My favorite packed show this year was seeing Stas Thee Boss with JusMoni and Falon Sierra at Chop Suey earlier this summer.
The Stranger article goes on to make the case that the answer to our housing crisis is to build more housing all over the city. I agree. I’ve been arguing that point for nearly 15 years, explicitly noting (back in 2004!) that an out of whack 60-plus-percent of the city is reserved exclusively for single-family housing.
However, saying we need to add more development capacity doesn’t mean we ought to stop development where it’s currently allowed—even if we personally like a business that’s currently there. Arguing against development downtown by saying it should go somewhere else is straight-up NIBMYism. I’ll leave the NIMBYism to the Stranger and say: More units and $5 million for affordable housing please.
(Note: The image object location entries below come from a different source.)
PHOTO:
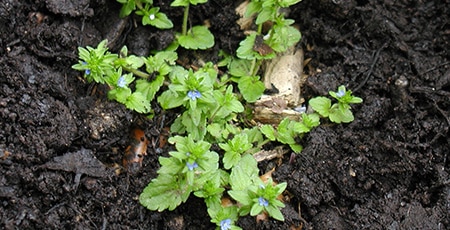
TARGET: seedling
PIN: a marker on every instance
(211, 111)
(337, 112)
(150, 15)
(198, 37)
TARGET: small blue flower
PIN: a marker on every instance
(191, 166)
(194, 94)
(340, 93)
(86, 71)
(121, 82)
(225, 224)
(263, 202)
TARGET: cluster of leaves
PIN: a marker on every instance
(198, 37)
(210, 106)
(337, 112)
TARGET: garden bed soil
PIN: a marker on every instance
(389, 169)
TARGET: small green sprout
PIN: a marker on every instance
(261, 198)
(225, 218)
(150, 15)
(211, 111)
(198, 37)
(337, 112)
(96, 63)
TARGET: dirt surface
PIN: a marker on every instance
(389, 169)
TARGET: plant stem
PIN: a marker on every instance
(137, 72)
(185, 18)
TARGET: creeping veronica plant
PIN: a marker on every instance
(211, 111)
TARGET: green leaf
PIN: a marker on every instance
(355, 100)
(321, 105)
(244, 173)
(230, 159)
(337, 116)
(240, 196)
(296, 148)
(266, 14)
(157, 19)
(136, 101)
(252, 8)
(275, 213)
(163, 193)
(199, 37)
(287, 3)
(239, 67)
(169, 99)
(269, 132)
(149, 89)
(256, 209)
(251, 88)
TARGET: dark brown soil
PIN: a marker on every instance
(389, 169)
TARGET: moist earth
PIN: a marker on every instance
(389, 169)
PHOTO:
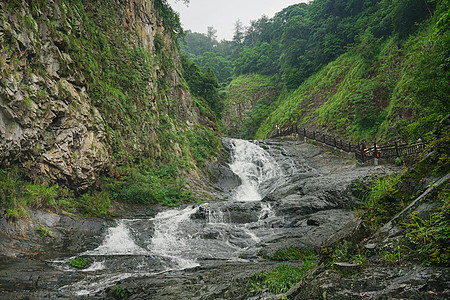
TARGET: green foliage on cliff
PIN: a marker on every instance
(248, 103)
(17, 195)
(364, 69)
(137, 100)
(279, 280)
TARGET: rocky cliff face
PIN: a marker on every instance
(84, 85)
(243, 95)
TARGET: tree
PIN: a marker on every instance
(212, 33)
(238, 36)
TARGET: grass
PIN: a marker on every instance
(44, 231)
(291, 254)
(279, 280)
(119, 292)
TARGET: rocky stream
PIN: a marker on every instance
(274, 194)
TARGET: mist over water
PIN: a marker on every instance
(179, 239)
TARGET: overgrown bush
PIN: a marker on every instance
(279, 280)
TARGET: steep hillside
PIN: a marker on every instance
(382, 90)
(248, 98)
(389, 85)
(87, 87)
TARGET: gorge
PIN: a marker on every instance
(123, 175)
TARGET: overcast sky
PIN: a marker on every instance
(222, 14)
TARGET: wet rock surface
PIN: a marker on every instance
(310, 205)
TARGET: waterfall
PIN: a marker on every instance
(118, 242)
(256, 168)
(178, 239)
(170, 239)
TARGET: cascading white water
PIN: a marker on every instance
(170, 239)
(179, 239)
(256, 169)
(118, 242)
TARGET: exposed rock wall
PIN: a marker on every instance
(50, 123)
(243, 95)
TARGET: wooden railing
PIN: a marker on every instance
(362, 153)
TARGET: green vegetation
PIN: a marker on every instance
(254, 91)
(132, 104)
(119, 292)
(79, 263)
(18, 194)
(279, 280)
(291, 254)
(44, 231)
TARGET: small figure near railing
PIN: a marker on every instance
(362, 152)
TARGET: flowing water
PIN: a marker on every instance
(179, 239)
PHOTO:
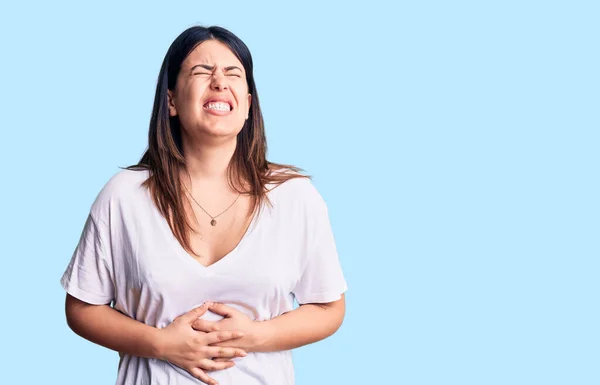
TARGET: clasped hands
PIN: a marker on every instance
(199, 346)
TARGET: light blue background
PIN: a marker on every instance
(455, 143)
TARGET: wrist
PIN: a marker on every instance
(157, 344)
(261, 335)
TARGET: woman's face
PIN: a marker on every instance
(211, 94)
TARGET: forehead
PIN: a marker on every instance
(212, 52)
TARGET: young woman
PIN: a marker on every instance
(190, 261)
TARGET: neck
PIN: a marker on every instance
(208, 162)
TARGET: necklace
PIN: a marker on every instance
(213, 221)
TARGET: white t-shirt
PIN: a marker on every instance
(128, 255)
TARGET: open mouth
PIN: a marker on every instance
(218, 106)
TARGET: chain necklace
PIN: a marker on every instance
(213, 221)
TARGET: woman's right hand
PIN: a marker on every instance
(189, 349)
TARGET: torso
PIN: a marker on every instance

I’d be remiss if I didn’t report that the Stranger takes ad money from the Showbox; the paper is currently running a full-page, full color ad from the club. Stranger publisher Tim Keck would not tell me how much revenue his paper makes annually from Showbox advertising. To be clear, I’m not saying the Showbox called Keck and Keck told his reporter to write pro-Showbox articles. I was news editor at the Stranger for nearly a decade back in the 2000s, and I can tell you there’s nothing that tacky or nefarious going on. In fact, my experience was that Stranger writers were given a great deal of freedom and independence. However, that independence existed within a business model that was financially symbiotic with successful clubs and nightlife culture leading us to go all in on night life issues like fighting the Teen Dance Ordinance.